Denoise based on luminance?


This is probably one for Omar or one of the devs but I expect it could help others like me with low-end prosumer cameras.

The problem of noise seems to concentrate in darker areas of the image - I assume this is because there are simply fewer photons hitting the sensor pits. (This is similar to the noise we see in 3D raytracers like Cycles.)

I’ve tested this theory by adjusting the sensor amplifier (ISO) and although there is a slight increase over the ISO range, there is still notable noise even at he the lowest settings but primarily in dark areas.

I think an interim solution might be to use a luma mask (hence why I’m calling on @Omar, sorry mate :innocent:) which feathers based on the luminance of the image: giving us stronger denonising in dark areas and progressively weaker application in brighter ones.

Of course, it’s quite possible this already happens and I’ve missed it. :slight_smile: but no matter how much I tinker with the settings I’m unable to get good result in dark areas without negatively affecting lighter ones.

All advice gratefully received as ever, this is a real pain in the fundament for me because a lot of my projects seem to feature dark areas which jump out at me like great big throbbing sore… thumbs.



Have you tried to separate the color channels using RGBtoYUV709 and YUV709RGB using the Denoiser node just on the U and V channels. Since the Y channel holds the luminance data, try processing the U® and V(B) with their own denoise node. Let me know if that have any affect.


Wouldn’t you know - it did! Thank you (again) Omar. Damn there old boy, I owe you a lot of beer! :wink: )

Awesome sauce. I’ve also added a field recorder (Ninja 2) to get better quality footage. And oh boy, does it!

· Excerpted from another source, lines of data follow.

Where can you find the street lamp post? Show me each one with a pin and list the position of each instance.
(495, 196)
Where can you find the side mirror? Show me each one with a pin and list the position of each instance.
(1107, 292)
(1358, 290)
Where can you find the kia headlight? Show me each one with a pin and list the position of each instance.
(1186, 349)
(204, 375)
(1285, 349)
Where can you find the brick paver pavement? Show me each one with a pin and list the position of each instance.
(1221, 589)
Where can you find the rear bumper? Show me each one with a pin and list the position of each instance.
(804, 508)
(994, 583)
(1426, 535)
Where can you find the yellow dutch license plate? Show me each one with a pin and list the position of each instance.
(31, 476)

From 50Mbps/420 to 220Mbps/422 is an amazing transition.


That is great. I was hoping that it would work based off what you were trying to do. I want to get the Ninja 2 device for my projects as well. I hope to get in the fall of this year or sooner.


Hi as a newbie in Natron I don’t fully understand how to achieve this.

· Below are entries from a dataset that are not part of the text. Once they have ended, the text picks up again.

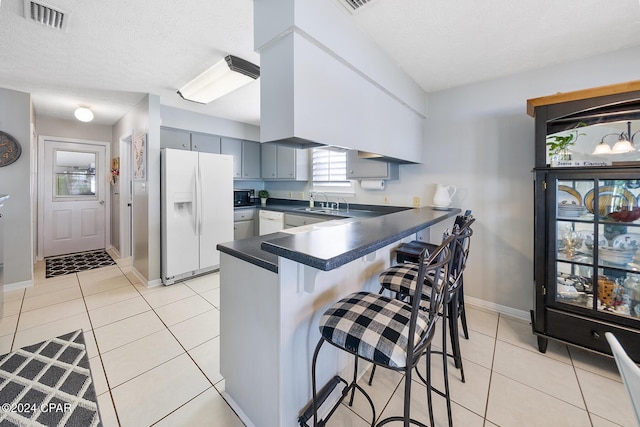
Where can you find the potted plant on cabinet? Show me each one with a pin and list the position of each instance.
(264, 195)
(559, 145)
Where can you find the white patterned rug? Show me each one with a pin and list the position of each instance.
(48, 384)
(67, 264)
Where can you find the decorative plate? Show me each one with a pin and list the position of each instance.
(10, 149)
(607, 198)
(568, 195)
(626, 241)
(589, 239)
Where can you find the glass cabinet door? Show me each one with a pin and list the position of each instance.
(597, 251)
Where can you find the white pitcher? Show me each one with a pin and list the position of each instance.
(444, 194)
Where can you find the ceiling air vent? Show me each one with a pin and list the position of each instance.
(45, 15)
(354, 5)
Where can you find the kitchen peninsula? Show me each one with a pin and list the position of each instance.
(273, 290)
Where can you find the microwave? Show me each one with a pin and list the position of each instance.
(243, 197)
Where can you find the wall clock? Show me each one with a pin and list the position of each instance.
(10, 149)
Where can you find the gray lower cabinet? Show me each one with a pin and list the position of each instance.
(185, 140)
(358, 168)
(246, 157)
(284, 163)
(244, 223)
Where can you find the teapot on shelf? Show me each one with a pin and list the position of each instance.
(444, 195)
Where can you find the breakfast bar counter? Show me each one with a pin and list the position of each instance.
(273, 290)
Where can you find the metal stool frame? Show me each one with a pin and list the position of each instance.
(435, 265)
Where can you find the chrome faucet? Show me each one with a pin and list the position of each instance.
(326, 199)
(345, 202)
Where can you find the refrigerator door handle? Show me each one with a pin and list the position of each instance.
(196, 207)
(200, 200)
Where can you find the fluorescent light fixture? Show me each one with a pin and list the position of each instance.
(83, 114)
(224, 77)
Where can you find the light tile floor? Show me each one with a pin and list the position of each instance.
(154, 355)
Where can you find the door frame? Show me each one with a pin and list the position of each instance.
(126, 203)
(42, 139)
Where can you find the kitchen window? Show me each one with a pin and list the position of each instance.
(330, 168)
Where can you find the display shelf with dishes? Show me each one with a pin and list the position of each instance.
(587, 227)
(593, 241)
(594, 250)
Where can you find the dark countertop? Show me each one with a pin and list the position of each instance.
(330, 247)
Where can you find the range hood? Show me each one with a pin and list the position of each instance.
(324, 84)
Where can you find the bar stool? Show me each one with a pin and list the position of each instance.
(399, 280)
(390, 333)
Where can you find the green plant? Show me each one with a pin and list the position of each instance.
(558, 143)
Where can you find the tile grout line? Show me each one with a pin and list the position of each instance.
(115, 410)
(493, 359)
(15, 332)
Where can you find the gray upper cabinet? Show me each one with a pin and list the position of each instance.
(185, 140)
(284, 163)
(205, 143)
(233, 147)
(246, 157)
(358, 168)
(173, 138)
(250, 160)
(269, 160)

I’m trying to remove noise produced from a Blender Cycles Render.
A screen-shot revealing the node structure will be extremely helpful.



They have dropped in price dramatically. There’s a design problem (not quite a flaw) that makes the HD caddy an absolute SOB to remove at first. I have to use a vice! Reading from the comments this does get easier with wear and it’s small price to pay for excellent output from a prosumer camera.


Hi SunBurn and welcome to Natron.

Noise in Blender’s cycles node is not the same as the noise produced by a camera sensor. In particular, noise is more prevalent in dark areas (hence why we’re using luma separation to tune the masks).

There are other ways to achieve this in Blender and while this isn’t a Blender forum, I’m happy to help if I can. For example, are you using Blender Cycles to produce an animation or a still? With animations there’s a technique where you can make the noise look like film grain and it’s barely noticeable.

You will always get a little bit of noise in an unbiased raytracer like Blender Cycles because we don’t have computers that are fast enough to work like light does so we cheat. Even the best renderers in the world still have to use tricks to reduce noise to acceptable levels and even then, they need fairly powerful systems. Even with my 32 core Xeon workstation (yes, it did cost and arm and a minor organ) a typical render might take several minutes per frame to reach a tolerable level of noise. That moves into the hours if you really want to clear it but this is always a trade off as the relation between the amount of noise and time isn’t linear.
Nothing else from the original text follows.